I thank Lavelle for getting me into Patrick Pulsinger/Cheap records as well. Claire can now sound kinda cheezy but at the time it was a revelation.

1:37 PM  
Blogger Michael said...

Excellent post.

6:43 PM  
Blogger JD said...

Great, provocative post.

The idea of ritual damage is echoed in Michael Taussig's "Defacement" (1999) and Joseph Koerner's "Reformation of the Image," (2004) who both argue that defacement is a powerful mode of the sacred. I'm curious to know more about the origins of this idea--it sounds like Bataille? I don't know enough about the music you cite as examples to get your point by context.

1:47 PM  
Anonymous Anonymous said...

urban tribe's covert action was originally on one of craigs imprints - retroactive i think it was, so lavelle probably got it in fat cat where all that good shit was coming in.
hes does tracks now down a similar line and djs as drexciyan dj stingray. it is fking good infact there is a whole slew of similar kind of tracks on the submerge /ur hypnotek records series,you can hear the bass heavy jay dee influence in there..

4:50 AM  
Blogger Culla said...

Superb article!

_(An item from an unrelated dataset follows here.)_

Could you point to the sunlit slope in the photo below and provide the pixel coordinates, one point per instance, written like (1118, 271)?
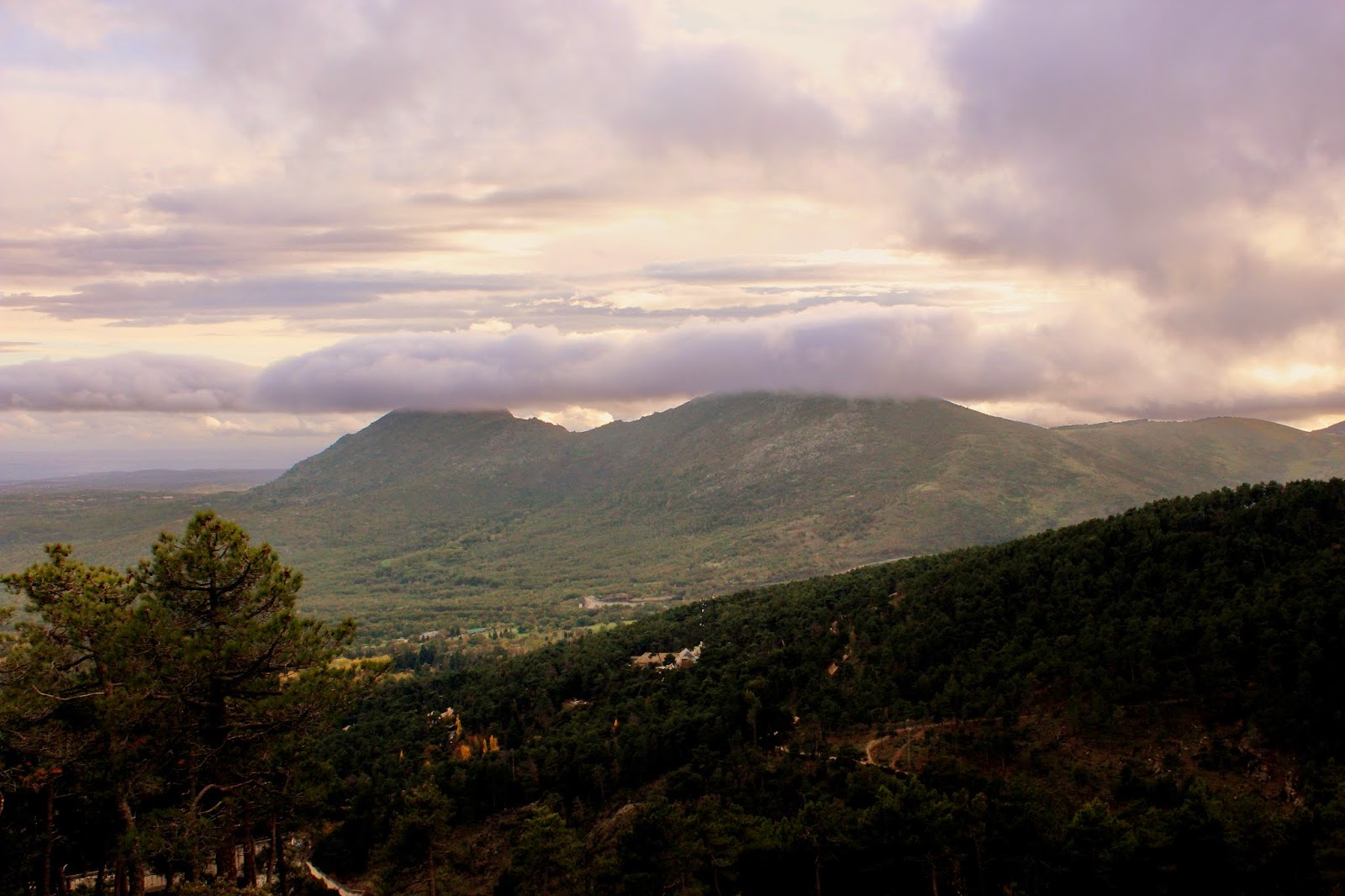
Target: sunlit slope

Traditional British in-scene jealousy did for Lavelle in the late 90s (that and some of the Unkle stuff), but he's back and busy these days, having seen off the sneerers. Mo Wax are already being rehabilitated into cool as it's obvious they pushed more genre-defying things of difference than most labels will ever manage.

7:10 AM  
Anonymous Anonymous said...

Nice writing & a very personal review (& that's why i like it!).
a new urban tribe ep is out now:

http://www.boomkat.com/item.cfm?id=21659

+ a brand new album!

i remember around 1996, when those mo'wax records went out, all my friends @ university' (at least those who have knowledge or good taste on music) were like "mo'wax this and mo'wax that....": & i could not stand it : to my ears it was just some foolish hype, i didnt trust the music...
How wrong i was!!! it took me a bit of time to face it, but yeah, mo'wax had loads of gems in their catalogue.

2:19 AM  
Anonymous Anonymous said...

great album, and great post too.
just found a copy at my local record store today.
and as always I ask myself: is there more of this good stuff?